No, a chemostat works under a limiting substrate. As D increases the concentration of the limiting substrate increases. The dilution rate at which X = 0 is known as the critical dilution point. If the dilution is increased over this complete wash out of the cells occurs as the cells have insufficient time to double before being washed out of the reactor.

Question 24

Why were fed batch systems introduced and why are they being turned to now?

Answer 24

The fed batch system was introduced for bakers yeast production in the beginning of the last century, and for antibiotic production in the 1950s.
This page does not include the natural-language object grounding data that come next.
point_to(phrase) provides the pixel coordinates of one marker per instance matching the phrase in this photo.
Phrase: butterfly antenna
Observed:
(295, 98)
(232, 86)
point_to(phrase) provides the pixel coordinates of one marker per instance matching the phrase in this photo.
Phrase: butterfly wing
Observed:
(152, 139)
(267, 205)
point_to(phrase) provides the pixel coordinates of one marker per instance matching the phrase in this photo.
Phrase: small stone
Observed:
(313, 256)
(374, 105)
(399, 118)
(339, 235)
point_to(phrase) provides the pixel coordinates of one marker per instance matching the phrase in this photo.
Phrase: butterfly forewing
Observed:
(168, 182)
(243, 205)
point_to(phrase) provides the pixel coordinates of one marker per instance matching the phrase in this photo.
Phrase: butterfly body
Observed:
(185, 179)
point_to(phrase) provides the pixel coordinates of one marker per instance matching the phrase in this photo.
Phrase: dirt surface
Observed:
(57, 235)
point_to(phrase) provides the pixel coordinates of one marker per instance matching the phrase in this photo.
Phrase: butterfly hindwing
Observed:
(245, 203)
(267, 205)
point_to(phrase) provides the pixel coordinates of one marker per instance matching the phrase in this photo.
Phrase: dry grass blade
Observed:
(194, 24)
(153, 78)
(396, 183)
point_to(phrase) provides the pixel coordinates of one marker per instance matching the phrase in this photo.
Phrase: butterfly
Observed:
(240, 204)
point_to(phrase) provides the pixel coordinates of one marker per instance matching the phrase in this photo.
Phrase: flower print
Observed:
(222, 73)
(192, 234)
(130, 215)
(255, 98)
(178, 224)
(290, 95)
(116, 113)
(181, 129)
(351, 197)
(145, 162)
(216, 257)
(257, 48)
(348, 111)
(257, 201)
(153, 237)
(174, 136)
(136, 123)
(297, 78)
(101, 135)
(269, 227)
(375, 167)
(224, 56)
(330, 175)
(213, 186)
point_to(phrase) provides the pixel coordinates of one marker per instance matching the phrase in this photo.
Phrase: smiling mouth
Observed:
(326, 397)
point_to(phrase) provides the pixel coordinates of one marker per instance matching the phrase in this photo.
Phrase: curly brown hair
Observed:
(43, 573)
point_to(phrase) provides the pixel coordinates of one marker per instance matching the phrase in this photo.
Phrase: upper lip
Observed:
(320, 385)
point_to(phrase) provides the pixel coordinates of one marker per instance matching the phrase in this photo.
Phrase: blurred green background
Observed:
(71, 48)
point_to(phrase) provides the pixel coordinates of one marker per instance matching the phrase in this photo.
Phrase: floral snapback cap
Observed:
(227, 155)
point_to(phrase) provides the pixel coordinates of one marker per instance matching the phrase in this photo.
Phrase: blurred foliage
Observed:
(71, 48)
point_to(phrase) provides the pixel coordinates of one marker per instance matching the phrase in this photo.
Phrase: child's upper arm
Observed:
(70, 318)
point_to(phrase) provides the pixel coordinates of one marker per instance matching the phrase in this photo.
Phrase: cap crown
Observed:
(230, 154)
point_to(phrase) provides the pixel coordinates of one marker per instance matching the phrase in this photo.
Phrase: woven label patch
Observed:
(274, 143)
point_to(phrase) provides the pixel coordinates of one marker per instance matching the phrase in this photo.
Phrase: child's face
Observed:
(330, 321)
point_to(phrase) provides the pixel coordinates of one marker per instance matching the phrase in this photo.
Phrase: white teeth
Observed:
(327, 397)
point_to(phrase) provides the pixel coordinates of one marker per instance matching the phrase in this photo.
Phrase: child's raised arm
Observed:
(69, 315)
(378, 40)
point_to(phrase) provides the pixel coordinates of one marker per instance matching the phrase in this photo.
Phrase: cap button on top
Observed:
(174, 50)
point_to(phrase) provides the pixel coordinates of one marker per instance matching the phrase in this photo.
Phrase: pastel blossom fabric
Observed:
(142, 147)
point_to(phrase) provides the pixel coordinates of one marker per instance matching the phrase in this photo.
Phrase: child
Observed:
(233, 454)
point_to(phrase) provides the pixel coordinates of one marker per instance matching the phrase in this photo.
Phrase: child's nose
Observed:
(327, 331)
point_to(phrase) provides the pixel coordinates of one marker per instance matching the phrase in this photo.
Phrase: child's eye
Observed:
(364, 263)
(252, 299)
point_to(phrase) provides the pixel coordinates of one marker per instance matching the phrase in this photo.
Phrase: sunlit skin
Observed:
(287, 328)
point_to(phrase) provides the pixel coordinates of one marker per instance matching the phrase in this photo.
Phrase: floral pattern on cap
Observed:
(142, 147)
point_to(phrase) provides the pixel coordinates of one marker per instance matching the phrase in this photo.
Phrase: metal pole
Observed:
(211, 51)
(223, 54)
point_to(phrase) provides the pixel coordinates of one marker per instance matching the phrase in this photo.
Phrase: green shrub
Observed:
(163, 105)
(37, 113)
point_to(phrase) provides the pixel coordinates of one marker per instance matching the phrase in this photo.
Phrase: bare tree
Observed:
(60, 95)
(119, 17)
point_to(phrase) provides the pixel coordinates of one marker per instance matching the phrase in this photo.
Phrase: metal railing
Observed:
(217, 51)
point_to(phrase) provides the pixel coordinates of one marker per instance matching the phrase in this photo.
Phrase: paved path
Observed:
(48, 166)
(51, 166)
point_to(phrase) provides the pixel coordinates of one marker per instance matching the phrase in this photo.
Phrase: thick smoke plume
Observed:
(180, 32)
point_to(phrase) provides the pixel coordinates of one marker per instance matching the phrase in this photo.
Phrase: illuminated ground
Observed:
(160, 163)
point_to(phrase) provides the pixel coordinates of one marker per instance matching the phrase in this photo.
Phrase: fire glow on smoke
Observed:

It is being increasingly explored for the production of recombinant proteins.

Question 25

Describe the process outline for fed batch systems.

Answer 25

They are fed with a substrate solution so that the substrate component is growth limiting.
Substrate is often sugar rather than a complete medium.
The flow rate is low which means that the dilution is low.

Question 26

What are the main reasons for using fed batch systems?

Answer 26

Substrate limitation offers a tool for reaction rate control, as it avoids the production of toxic products.
Substrate limitation offers metabolic control, this is because it avoids catabolite repression. For example presence of glucose as a substrate prevents production of cAMP, which is required for the activit of CRP which can repress transcription of genes.

Question 27

What is microbial growth rate?
What is microbial generation?
What is generation time?

Answer 27

The change in cell number or cell mass per unit time.
This is the interval form the formation of two cell from one.
This is the time required for the cell population to double.